Mi aveva colpito una frase, che Sandro mi aveva detto... dopo una certa età non cerchi avventure, non hai bisogno di fare esperienza e quella parte del tuo corpo diventa differente, diventa la naturale estensione del tuo cuore, per cui il bisogno generico di una donna diventa il bisogno specifico di una donna particolare.
Ecco io stavo coccolando il suo cuore, un cuore che in quei giorni era pieno di affanni.
Ero ad occhi chiusi e non mi rendevo conto dei movimenti di lui. Mi sentii sollevare, quindi il contatto della sua lingua sul mio clitoride e delle sue dita sulle mie labbra intente ad allargarle.
Anche lui mi aveva confidato che non gradiva particolarmente fare i rapporti orali, ma dal modo e dall'intensità che mi trasmetteva in questo caso non doveva essere così.
Ero troppo presa per capire cosa accadeva... mi ritrovai di nuovo faccia a faccia con lui, travolta e avvolta dai suoi baci, dalle sue mani lungo il mio corpo ed infine lo sentii entrare in me.
Mi penetrò lentamente, rimanendo immobile una volta dentro di me. I muscoli interni della mia vagina si contrassero senza che ci fosse volontarietà. Quasi ad abbracciare quell'estensione del suo corpo divenuta parte del mio corpo.
Fui io a muovermi e lui a seguire il mio movimento. Le mie mani sulle sue spalle, le sue mani sui miei fianchi.
Unici rumori di quella mattina i nostri respiri che uscivano sotto forma di ansimi e la pelle mia che urtava contro la sua.
A volte socchiudevo gli occhi, a volte li aprivo e, di fronte a me, i suoi occhi, a volte socchiusi, a volte intenti a guardarmi. Dolci, profondi, pieni di quell'amore che avevo vanamente cercato da quando, a dodici anni, un ragazzino m'aveva detto che fare questo era amore.
Fare questo poteva essere amore e in quel momento lo era, ma in tutte le volte prima di quelle era stato qualcosa di diverso. Pensai a Sandro, a com'era quando avevo dodici anni e al fatto che, nonostante tutto, se proprio doveva accadere a dodici anni... avrei preferito fosse accaduto con lui, qualsiasi cosa il mondo avesse mai potuto pensare di ciò.

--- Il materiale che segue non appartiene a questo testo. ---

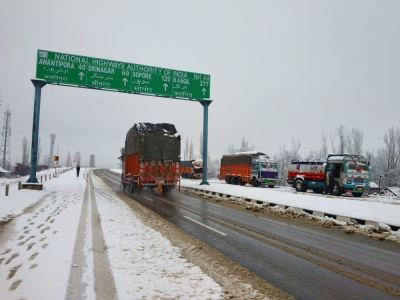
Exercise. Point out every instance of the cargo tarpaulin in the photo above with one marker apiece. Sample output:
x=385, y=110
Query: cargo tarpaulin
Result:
x=153, y=141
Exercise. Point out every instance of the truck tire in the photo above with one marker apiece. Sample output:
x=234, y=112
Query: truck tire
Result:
x=336, y=189
x=234, y=180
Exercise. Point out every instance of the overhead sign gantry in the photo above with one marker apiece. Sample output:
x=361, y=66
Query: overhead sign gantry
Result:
x=104, y=74
x=107, y=74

Mentre riflettevo e, comunque, vivevo questo splendido momento, fatto di tantissimi istanti tutti da ricordare, sentii il suo pene pulsare dentro di me e il suo seme invadere le mie tube... pensai al giorno in cui lui mi avrebbe dato un figlio... immaginando il sorriso un po' amaro quando mi aveva detto al telefono -Non solo avrò una moglie di cui potrei essere il padre, ma avrò dei figli a cui potrei essere nonno...- Sorrisi e, malgrado l'orgasmo lo stesse scuotendo, lui trovò la forza di sorridermi.